À part la PlayStation Now de Sony, lancée en 2014, et d’autres concurrents plus petits, comme la GeForce Now de Nvidia, on ne parlait pas beaucoup de la diffusion en continu de jeux jusqu’à mars de cette année, lorsque Google annonça Stadia.

“Notre ambition va bien au-delà d’un seul match”, a déclaré le vice-président de Google, Phil Harrison. Au lieu de cela, la société voit l’opportunité de donner aux joueurs un “accès instantané” à un jeu en cliquant sur un lien. “Le pouvoir de l’accès instantané est magique et il a déjà transformé l’industrie de la musique et du cinéma.”

On ne sait toujours pas si Google sera en mesure de tenir cette promesse. Les analystes disent qu’il lui reste environ un an pour comprendre avant que la concurrence ne s’échauffe réellement.

La société voudra peut-être examiner en premier lieu le prix et la quantité de bande passante Internet nécessaire aux jeux. Les répondants à une enquête d’octobre sur les jeux dans le nuage réalisée par SuperData Research de Nielsen étaient moins impressionnés par ces deux choses que toute autre question, comme la composition des jeux ou la facilité d’utilisation.

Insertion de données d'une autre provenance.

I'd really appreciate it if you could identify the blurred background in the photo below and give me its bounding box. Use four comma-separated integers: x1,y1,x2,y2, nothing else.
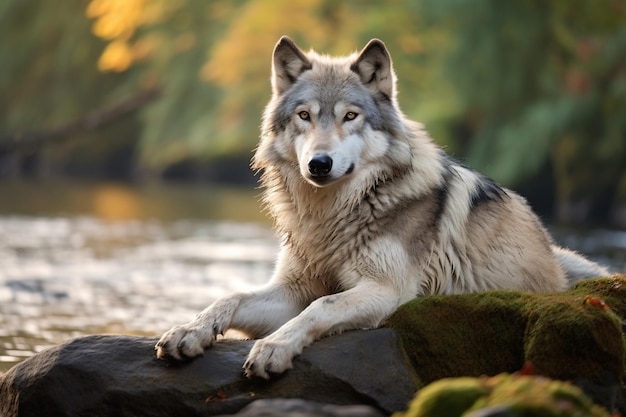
0,0,626,370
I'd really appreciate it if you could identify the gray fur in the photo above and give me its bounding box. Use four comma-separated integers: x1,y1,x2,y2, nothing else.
156,38,607,378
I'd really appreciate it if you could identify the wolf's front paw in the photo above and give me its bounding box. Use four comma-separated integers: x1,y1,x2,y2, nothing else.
154,324,215,360
243,335,302,379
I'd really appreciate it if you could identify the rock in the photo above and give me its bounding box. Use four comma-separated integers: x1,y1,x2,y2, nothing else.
219,398,384,417
388,275,626,409
0,329,416,417
0,275,626,417
395,374,610,417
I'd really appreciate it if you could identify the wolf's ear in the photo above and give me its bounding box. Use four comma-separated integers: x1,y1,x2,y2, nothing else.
350,39,395,98
272,36,312,94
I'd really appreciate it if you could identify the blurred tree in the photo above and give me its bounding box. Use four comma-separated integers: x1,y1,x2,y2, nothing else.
0,0,626,222
420,0,626,220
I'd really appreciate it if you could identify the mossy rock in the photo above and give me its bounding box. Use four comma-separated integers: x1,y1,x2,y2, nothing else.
387,275,626,387
393,374,609,417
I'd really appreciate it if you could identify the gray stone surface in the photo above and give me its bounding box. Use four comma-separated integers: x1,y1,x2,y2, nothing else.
0,329,416,417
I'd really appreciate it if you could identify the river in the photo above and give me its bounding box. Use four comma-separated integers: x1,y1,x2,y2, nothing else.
0,181,626,371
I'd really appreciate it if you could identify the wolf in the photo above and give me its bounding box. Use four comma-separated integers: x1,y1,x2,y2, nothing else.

“C’est un véritable témoignage de tout ce que les plateformes technologiques doivent apprendre”, a déclaré Joost van Dreunen, responsable de SuperData. Il a noté que, bien que les premières critiques de Stadia aient critiqué des problèmes techniques et de produits tels que les problèmes de vitesse et les prix, les utilisateurs vont finalement demander ce que Stadia leur permet de faire avec des amis qu’ils ne peuvent pas utiliser via les réseaux sociaux de jeu Xbox Live de Microsoft ou PlayStation Plus de Sony.

“La plate-forme doit avoir une couche sociale pour être une plate-forme performante, et Microsoft et Sony y ont une image de marque beaucoup plus forte”, a déclaré van Dreunen. “C’est la même chose qui s’est passé avec Google Plus”, a-t-il ajouté, évoquant l’échec du réseau social de Google qui s’est arrêté cette année.

La philosophie typique de la conception de produits itérative de la Silicon Valley ne fonctionne pas aussi bien lorsque vous devez divertir les gens dès le départ que pour les jeux. Et c’est là, at-il dit, que les concurrents ont un réel avantage, même s’ils n’ont pas encore de service de streaming comme Stadia. “Google s’est clairement précipité sur le marché pour être le premier”, a-t-il déclaré. “C’est un lancement vraiment décevant.”